Some VNET Integration related app settings are also relevant here, as you are able to control whether all traffic is routed through the VNET (vnetRouteAll), or just parts like the content storage traffic. It might be worth a shot relaxing these rules and seeing if you can pinpoint the problem better. These can be either set as env variables, or controlled from the VNET integration settings of the service.

Also remember that if you're using Key Vault References, your app might not start if that connectivity is not working, or your app identity is missing permission. These errors can be viewed from the Env Variables tab. You can also set the identity used for those via the app.properties.keyvaultRereferenceIdentity Bicep property. The value needs to be the resource id of your managed identity.

Diagnose and solve problems-tab

This option found in the Azure portal provides a big list of tooling to get information out of the service. The top options which are most helpful are

App Down Workflow
Web App Down
Application Logs
App Create Operations
(Networking Tab) VNET Integration
(Networking Tab) Private Endpoints

These often show you some logging information if the containers running in the services have not been able to start. At times they might even tell you the actual reason if you're lucky.

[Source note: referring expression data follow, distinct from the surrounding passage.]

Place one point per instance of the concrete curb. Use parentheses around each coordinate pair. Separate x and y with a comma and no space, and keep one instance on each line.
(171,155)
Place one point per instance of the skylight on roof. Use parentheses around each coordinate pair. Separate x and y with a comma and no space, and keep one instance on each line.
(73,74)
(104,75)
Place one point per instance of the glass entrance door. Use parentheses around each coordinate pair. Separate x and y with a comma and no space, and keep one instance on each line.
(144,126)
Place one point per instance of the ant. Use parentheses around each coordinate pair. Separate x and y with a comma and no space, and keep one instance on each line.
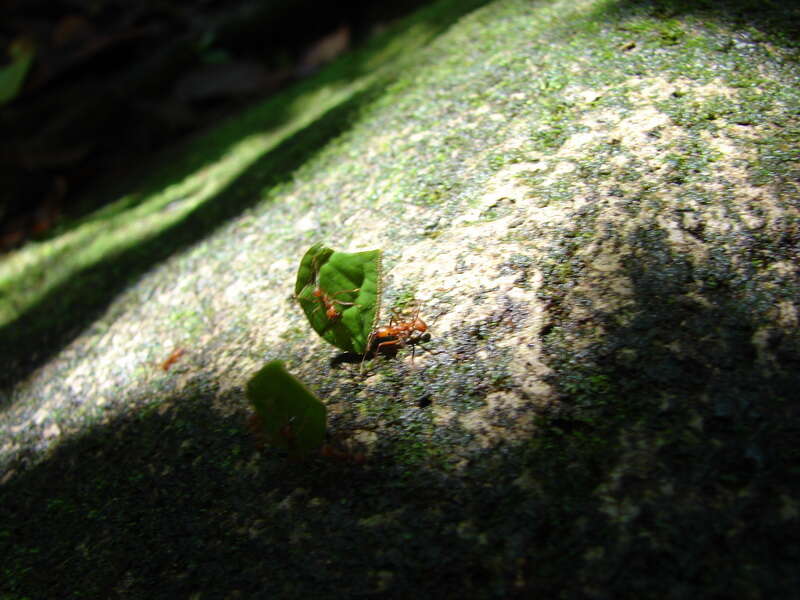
(329,302)
(398,334)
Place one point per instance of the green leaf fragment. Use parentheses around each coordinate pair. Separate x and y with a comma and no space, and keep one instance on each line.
(347,287)
(293,418)
(12,76)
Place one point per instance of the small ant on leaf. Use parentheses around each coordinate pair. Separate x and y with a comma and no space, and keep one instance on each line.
(329,301)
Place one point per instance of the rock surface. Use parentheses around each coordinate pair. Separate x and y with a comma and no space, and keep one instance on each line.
(596,205)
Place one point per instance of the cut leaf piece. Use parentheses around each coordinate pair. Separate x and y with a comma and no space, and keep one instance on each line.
(340,294)
(22,51)
(292,418)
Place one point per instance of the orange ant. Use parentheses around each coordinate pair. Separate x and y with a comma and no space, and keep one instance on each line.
(398,334)
(329,302)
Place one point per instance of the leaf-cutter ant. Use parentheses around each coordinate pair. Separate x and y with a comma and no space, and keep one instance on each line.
(398,334)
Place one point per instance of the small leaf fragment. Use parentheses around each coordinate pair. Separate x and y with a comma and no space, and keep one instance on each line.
(340,293)
(293,419)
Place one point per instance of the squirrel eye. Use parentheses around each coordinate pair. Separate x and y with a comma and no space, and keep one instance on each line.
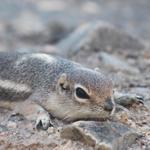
(80,93)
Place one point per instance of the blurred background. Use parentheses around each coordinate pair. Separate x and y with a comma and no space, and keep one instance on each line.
(36,23)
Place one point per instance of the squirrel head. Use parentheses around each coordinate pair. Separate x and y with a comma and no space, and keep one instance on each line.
(84,94)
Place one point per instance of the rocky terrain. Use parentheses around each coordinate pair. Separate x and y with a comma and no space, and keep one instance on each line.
(112,35)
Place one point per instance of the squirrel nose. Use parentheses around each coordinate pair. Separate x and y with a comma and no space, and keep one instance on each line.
(108,104)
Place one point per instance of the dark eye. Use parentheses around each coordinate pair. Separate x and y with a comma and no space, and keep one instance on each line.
(81,93)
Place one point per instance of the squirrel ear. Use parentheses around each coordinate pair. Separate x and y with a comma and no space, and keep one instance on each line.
(62,79)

By default those only show startup failure items, so you might also want to enable the Application Logging from the App Service logs tab as seen below.

Viewing the logs directly

Okay, so nothing seems to show up yet. Let's go back to the SSH session from before.

In /home/LogFiles/ you should find a bunch of logs, which might provide some further information and history on the events on the service.

You might also be able to download these logs using the Azure CLI commands documented here, but I've not personally used them for troubleshooting before.